An den Orten in Mecklenburg-Vorpommern und dem Banat spielt der Roman. Einige Orte sind frei erfunden (Bild: Umschlaginnenseite des Romans)

Die Ermittlungen zu dem Fall decken weit zurückliegende aber immer noch schwelende Verstrickungen der handelnden Personen auf. Auch jener auf der „guten“ Seite. Da ist beispielsweise Kommissar Cozma, der mit dunklen Schatten der Vergangenheit kämpft, die Pilotin Ana Desmerean, die das Grab ihrer Eltern sucht, die von der Securitate irgendwo verscharrt wurden. Auf der „bösen“ Seite lernt man Personen kennen, die es geschafft haben, sich vor und nach 1989 gute Positionen zu verschaffen.

Oliver Bottini, 1965 geboren, ist einer der bedeutendsten Krimiautoren Deutschlands. Er wurde mit der ebenfalls sehr lesenswerten Krimireihe um die Hauptkommissarin Louise Boni bekannt. Die Reihe zeichnet sich dadurch aus, dass Bottini die Handlungsstränge jeweils mit realen gesellschaftlichen Ereignissen verwebt.

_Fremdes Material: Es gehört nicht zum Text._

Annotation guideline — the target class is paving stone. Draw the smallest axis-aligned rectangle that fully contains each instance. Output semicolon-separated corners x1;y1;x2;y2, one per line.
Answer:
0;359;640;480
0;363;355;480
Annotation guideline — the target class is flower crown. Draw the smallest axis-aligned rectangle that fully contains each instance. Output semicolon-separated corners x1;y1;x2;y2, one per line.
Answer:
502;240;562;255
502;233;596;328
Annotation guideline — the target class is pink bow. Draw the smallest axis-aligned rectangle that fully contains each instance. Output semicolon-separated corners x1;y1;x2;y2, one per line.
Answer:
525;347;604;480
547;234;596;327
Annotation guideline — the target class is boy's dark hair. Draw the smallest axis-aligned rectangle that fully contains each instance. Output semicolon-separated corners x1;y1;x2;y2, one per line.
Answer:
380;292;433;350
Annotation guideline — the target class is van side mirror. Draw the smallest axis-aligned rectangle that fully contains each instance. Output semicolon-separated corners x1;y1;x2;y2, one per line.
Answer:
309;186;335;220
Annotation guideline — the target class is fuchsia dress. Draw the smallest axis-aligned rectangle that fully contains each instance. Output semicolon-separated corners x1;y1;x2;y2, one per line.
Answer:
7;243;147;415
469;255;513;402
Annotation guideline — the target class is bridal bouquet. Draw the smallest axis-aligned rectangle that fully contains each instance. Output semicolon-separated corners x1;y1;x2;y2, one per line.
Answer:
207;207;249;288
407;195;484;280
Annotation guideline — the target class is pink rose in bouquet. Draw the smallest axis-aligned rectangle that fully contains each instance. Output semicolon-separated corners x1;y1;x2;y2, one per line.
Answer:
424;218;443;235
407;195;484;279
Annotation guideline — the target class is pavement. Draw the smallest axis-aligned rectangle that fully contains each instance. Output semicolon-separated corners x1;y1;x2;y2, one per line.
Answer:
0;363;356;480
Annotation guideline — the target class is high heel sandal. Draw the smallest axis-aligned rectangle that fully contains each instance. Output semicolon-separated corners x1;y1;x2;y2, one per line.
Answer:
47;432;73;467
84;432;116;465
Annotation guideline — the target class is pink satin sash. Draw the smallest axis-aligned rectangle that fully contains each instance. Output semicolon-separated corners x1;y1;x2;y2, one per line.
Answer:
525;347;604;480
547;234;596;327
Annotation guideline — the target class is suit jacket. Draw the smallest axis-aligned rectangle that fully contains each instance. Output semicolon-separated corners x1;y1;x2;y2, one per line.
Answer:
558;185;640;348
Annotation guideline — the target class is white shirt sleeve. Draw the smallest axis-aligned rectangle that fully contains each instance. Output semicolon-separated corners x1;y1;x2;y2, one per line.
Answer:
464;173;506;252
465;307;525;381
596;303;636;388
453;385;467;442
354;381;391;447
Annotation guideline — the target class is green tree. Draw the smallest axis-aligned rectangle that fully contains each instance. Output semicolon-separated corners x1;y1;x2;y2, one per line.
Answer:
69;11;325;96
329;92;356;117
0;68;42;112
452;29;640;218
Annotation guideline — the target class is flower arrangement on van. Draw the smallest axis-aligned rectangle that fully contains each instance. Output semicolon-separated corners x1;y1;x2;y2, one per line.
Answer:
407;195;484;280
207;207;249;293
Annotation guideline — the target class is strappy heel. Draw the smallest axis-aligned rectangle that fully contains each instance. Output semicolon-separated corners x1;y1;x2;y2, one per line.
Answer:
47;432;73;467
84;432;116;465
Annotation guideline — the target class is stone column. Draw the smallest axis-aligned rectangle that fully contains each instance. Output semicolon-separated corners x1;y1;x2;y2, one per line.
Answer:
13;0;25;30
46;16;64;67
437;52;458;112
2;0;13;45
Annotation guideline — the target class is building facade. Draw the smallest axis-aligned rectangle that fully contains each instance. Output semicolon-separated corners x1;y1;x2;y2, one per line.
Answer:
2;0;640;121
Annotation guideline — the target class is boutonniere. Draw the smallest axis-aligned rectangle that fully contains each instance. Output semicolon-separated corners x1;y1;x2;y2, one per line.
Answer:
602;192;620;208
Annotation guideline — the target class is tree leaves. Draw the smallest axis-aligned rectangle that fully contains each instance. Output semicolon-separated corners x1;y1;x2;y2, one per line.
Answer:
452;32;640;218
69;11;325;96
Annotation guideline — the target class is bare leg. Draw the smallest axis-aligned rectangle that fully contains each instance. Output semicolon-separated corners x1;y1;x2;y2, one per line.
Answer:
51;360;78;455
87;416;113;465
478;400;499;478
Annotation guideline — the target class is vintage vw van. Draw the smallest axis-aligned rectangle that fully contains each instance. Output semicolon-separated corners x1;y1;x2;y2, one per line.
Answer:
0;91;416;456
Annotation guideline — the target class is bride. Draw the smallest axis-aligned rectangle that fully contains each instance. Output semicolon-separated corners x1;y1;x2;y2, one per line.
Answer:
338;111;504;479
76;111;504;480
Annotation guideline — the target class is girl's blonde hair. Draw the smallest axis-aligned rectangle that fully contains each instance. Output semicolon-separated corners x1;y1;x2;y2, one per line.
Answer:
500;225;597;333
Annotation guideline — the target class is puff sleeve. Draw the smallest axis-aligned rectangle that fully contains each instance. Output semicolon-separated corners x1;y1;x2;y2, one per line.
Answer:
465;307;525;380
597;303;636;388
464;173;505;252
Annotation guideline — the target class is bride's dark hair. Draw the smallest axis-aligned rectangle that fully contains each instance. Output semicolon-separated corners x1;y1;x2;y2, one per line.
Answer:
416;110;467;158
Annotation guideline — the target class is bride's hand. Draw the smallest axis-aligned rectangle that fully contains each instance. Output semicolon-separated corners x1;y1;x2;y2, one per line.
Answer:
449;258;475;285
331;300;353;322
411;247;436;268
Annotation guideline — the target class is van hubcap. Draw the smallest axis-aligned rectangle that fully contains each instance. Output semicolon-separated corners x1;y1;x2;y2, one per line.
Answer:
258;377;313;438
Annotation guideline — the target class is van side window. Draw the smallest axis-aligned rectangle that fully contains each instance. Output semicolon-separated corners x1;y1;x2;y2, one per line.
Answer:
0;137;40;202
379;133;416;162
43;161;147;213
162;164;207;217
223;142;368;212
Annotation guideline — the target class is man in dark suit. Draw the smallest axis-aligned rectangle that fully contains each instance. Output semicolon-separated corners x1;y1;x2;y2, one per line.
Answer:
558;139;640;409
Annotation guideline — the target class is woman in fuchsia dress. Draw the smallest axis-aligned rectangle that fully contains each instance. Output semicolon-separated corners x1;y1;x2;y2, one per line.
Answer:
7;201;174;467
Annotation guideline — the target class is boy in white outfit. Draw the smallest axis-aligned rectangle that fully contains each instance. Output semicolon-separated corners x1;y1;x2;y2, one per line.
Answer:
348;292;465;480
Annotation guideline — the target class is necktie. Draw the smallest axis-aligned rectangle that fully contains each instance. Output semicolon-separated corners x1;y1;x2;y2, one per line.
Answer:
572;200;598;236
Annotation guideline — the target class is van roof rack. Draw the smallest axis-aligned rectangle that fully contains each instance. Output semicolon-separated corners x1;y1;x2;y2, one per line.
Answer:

Das tut er auch in „Der Tod in den stillen Winkeln des Lebens“. Bottini hat vor Ort in Rumänien recherchiert, mit Bauern und Aktivisten gesprochen und einen Krimi geschrieben, bei dem man sich sehr gut vorstellen kann, dass er auch in der Realität so hätte passieren können. Es ist eine Stärke des Romans, dass dieser glaubwürdig in hochaktuelle Strukturen und Prozesse eingebettet ist. Bottini greift die derzeitige bedrohliche Atmosphäre in Rumänien auf, wo auf vielen Ebenen neue Kräfte gegen die alten Netzwerke, Korruption und Schattenwirtschaft kämpfen. Cozmas Kollege Cippo (Ciprian Rusu), der aus guten Gründen ins Visier der DNA geraten ist, erklärt dies lapidar damit, dass die rumänische Krankheit nicht von einem auf den anderen Tag heilbar ist. Schade!